Back to Rook

OSD Migration

design/ceph/osd-migration.md

1.19.54.8 KB
Original Source

OSD Migration

Summary

  • Automatically replace OSDs in scenarios where the configuration change does not allow the OSDs to be upgraded.

Motivation:

  • Certain scenarios like enabling encryption on existing OSDs or changing the OSD backend store require the users to manually purge the OSDs and then create new ones. Rook should be able to migrate the OSDs automatically without any user intervention.

Goals

  • Support automatic OSD migration for following scenarios:
    • Change OSD backing store
    • Enable or Disable OSD encryption as a day-2 operation

Non-Goals/Deferred Features:

Migration of OSDs with following configurations is deferred for now and will considered in the future:

  • Hybrid OSDs where metadata (RocksDB+WAL) is placed on faster storage media and application data on slower media.
  • Setups with multiple OSDs per drive, though with recent Ceph releases the motivation for deploying this way is mostly obviated.
  • OSDs where Persistent Volumes are using partitioned disks due to a ceph issue.

Proposal

  • Since migration requires destroying of the OSD and cleaning data from the disk, a user confirmation in the CR is required before proceeding.
  • Operator would identify the OSDs that need migration according to the updated configuration and existing OSD deployment labels
  • Operator would display the status of OSD migration in the cephCluster CR status.

API Changes

  • Add spec.storage.migration in the CephCluster resource.

    yaml
    storage:
      migration:
          confirmation: yes-really-migrate-osds
    
    • confirmation: Confirmation from the user that they really want to migrate the OSDs.
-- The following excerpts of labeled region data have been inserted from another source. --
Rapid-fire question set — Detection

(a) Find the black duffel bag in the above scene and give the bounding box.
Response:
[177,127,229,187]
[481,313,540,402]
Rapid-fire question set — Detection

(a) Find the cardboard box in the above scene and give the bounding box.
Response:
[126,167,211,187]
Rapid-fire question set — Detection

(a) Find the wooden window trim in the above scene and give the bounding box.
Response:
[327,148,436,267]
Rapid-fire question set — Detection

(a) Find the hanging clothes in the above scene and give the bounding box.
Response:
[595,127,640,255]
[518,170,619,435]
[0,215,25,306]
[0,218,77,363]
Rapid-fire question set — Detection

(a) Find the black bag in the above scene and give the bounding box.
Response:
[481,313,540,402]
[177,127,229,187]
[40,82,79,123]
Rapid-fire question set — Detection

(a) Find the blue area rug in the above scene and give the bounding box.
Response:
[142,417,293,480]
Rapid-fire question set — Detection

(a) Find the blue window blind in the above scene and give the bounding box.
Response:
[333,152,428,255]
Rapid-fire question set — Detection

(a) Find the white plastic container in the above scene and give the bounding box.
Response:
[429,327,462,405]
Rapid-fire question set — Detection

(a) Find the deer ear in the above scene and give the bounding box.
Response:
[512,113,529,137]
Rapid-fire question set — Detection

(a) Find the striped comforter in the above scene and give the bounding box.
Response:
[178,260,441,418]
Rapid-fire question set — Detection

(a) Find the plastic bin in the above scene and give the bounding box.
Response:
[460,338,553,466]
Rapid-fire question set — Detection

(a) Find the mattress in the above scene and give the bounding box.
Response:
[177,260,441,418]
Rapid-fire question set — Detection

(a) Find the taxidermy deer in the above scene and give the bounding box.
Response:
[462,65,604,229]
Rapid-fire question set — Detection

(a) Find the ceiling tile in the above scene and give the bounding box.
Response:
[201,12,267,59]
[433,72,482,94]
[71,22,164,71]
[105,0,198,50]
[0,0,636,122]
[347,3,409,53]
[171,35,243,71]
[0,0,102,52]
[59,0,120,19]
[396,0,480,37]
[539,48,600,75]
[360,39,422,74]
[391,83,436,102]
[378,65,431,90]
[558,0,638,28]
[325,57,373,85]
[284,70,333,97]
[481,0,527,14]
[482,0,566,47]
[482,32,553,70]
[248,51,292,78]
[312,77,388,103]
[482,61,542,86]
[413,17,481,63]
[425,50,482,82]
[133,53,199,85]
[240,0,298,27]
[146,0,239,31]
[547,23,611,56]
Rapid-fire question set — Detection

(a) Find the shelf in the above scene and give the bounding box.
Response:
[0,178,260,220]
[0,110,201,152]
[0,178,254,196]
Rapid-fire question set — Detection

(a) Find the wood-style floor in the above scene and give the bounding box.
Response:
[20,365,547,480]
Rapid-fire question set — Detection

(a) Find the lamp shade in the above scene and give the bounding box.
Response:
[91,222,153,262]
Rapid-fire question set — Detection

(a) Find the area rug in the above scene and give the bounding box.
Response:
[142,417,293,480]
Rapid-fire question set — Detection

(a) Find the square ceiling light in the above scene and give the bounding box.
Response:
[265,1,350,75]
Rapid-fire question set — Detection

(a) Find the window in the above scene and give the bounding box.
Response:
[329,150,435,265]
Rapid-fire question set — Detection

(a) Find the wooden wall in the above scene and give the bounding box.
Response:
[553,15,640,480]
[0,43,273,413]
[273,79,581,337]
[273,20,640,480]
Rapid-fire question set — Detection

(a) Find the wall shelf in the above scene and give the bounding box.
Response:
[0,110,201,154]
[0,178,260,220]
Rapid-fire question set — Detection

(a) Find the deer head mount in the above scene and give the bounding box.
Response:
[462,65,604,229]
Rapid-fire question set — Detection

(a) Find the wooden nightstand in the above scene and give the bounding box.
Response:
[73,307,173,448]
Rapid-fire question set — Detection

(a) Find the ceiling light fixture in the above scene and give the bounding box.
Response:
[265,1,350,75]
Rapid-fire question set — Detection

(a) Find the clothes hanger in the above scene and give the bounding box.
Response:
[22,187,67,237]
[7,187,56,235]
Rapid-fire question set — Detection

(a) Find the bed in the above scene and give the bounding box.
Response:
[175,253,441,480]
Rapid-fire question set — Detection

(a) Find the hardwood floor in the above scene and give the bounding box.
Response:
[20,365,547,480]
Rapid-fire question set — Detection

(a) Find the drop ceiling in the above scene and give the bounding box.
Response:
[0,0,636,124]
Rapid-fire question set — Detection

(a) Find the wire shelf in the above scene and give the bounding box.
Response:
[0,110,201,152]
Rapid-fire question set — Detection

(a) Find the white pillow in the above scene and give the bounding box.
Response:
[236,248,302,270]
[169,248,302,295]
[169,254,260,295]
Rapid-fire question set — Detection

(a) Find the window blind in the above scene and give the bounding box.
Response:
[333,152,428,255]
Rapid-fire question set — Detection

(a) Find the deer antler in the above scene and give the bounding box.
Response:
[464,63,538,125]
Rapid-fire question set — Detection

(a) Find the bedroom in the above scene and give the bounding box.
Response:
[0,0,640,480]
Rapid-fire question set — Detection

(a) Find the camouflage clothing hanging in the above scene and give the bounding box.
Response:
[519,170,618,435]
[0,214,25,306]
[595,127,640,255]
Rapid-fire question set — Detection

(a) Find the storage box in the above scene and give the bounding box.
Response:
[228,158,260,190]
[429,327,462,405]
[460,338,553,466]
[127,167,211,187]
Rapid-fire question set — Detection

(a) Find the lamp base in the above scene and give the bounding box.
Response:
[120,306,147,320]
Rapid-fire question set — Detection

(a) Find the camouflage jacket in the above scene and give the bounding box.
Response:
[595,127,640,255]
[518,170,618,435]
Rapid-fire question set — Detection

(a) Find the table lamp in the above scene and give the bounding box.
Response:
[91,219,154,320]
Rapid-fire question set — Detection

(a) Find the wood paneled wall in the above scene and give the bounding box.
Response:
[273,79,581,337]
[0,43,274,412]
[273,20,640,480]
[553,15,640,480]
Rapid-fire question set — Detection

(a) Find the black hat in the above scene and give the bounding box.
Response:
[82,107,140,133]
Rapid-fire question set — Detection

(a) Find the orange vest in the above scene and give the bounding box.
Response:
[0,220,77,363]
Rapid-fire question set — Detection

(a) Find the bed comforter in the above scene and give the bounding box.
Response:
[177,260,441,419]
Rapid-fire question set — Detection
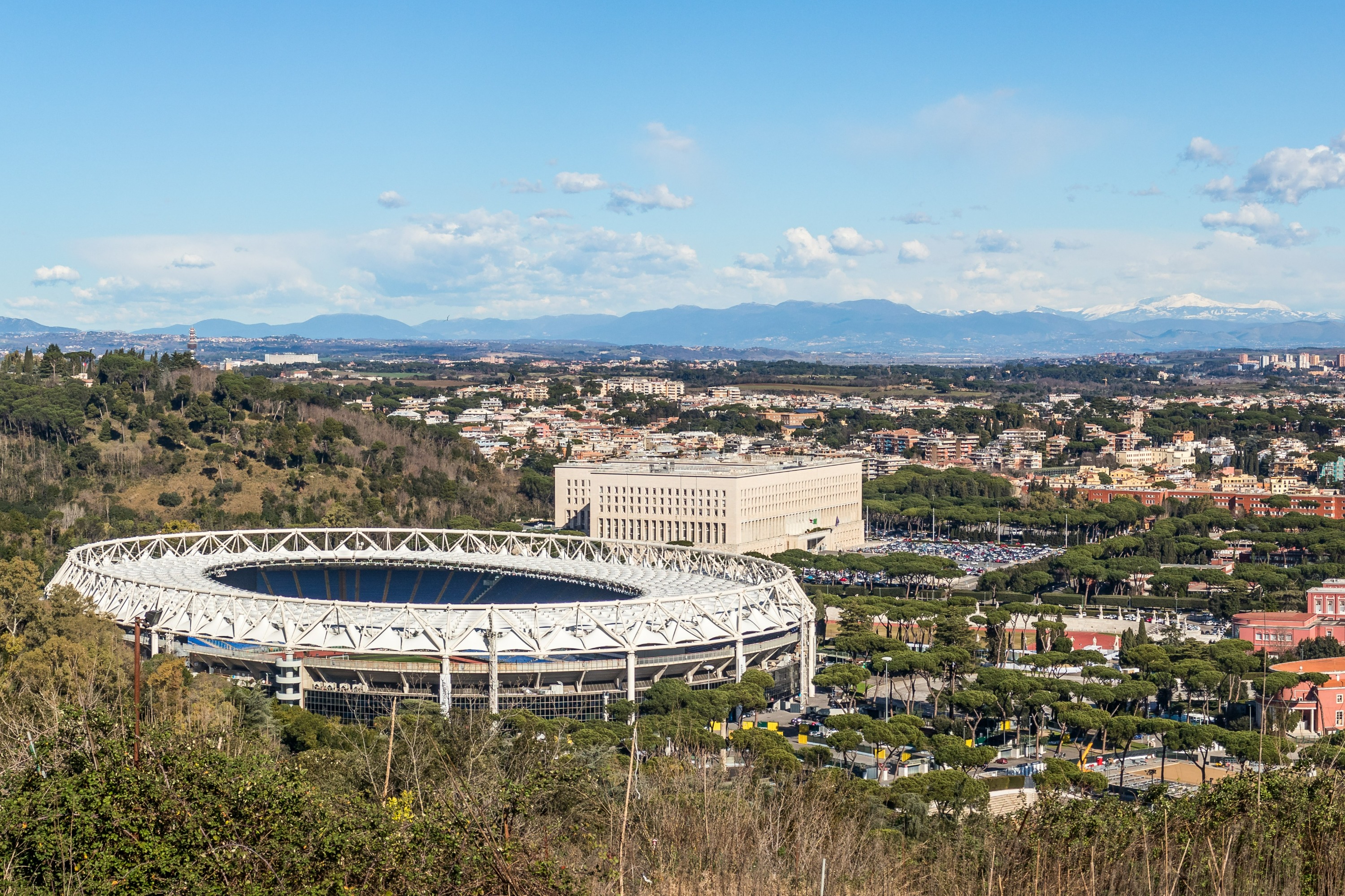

This field can only take the value yes-really-migrate-osds.

Enable Encryption

  • Storage spec for a brownfield cluster without encryption:
yaml
storage:
   storageClassDeviceSets:
     - name: set1
       count: 3
       encrypted: false
  • User can enable encryption by updating the spec:
yaml
 storage:
   migration:
    confirmation: "yes-really-migrate-osds"
   storageClassDeviceSets:
     - name: set1
       count: 3
       encrypted: true  # changed to true
  • Operator will check the OSD deployment encrypted: false to identify the OSDs that are not encrypted.
  • Operator will start the migration for these OSDs.

Update OSD backend Store:

  • Storage spec for a brownfield cluster without encryption would look like:
yaml
storage:
   store:
     type: bluestore
  • User can change backend store by updating the spec as below:
yaml
 storage:
   migration:
    confirmation: "yes-really-migrate-osds"
   store:
     type: <new-backend-store>  # changed to new backend store type (such as seastore in the future)
  • Operator will check the OSD deployment label osd-store to identify the OSDs that have different backend store.
  • Operator will start the migration for these OSDs.

Migrate OSDs for Multiple Scenarios

  • Users can update multiple settings in the cephCluster CR at the same time. For example, enable encryption and change backing store.
  • The operator would migrate the OSDs and apply all the new settings.

Migration Status:

  • Operator will store the OSD migration status info in status.storage.osd
    yaml
    status:
     storage:
        osd:
         migrationStatus:
          pending: 5
    
    • osd.migrationStatus.pending: Total number of OSDs that are pending migration.
    • The cluster's phase should be set to progressing while OSDs are migrating

Automated OSD Migration Process

  • The operator's reconciler will migrate one OSD at a time.
  • A configmap will be used to store the OSD ID currently being migrated.

OSD replacement steps:

  1. List all OSDs where osd-store:<osd store type> does not match spec.storage.store.type.
  2. If all PGs are not active+clean, do not proceed.
  3. If all PGs are active+clean but a previous OSD migration is not completed, do not proceed.
  4. If all PGs are active+clean and no migration is in progress, then select an OSD to be migrated.
  5. Delete the OSD deployment.
  6. Create an OSD prepare job with an environment variable indictating the OSD ID to be replaced.
  7. The OSD prepare pod will destroy the OSD (ceph osd destroy {id} --yes-i-really-mean-it) and prepare it again using the same OSD ID. Refer Destroy OSD for details.
  8. Once the destroyed OSD pod is recreated, delete the configmap.
  9. If there is any error during the OSD migration, then preserve the OSD ID being replaced in the configmap for next reconcile.
  10. Reconcile the operator and perform as same steps until all the OSDs have migrated to the new backend.

Risks

  • OSD migration involves destroying OSD and cleaning up backing disk. So I/O performance will be impacted during OSD migration as some bandwidth will be utilized for backfilling.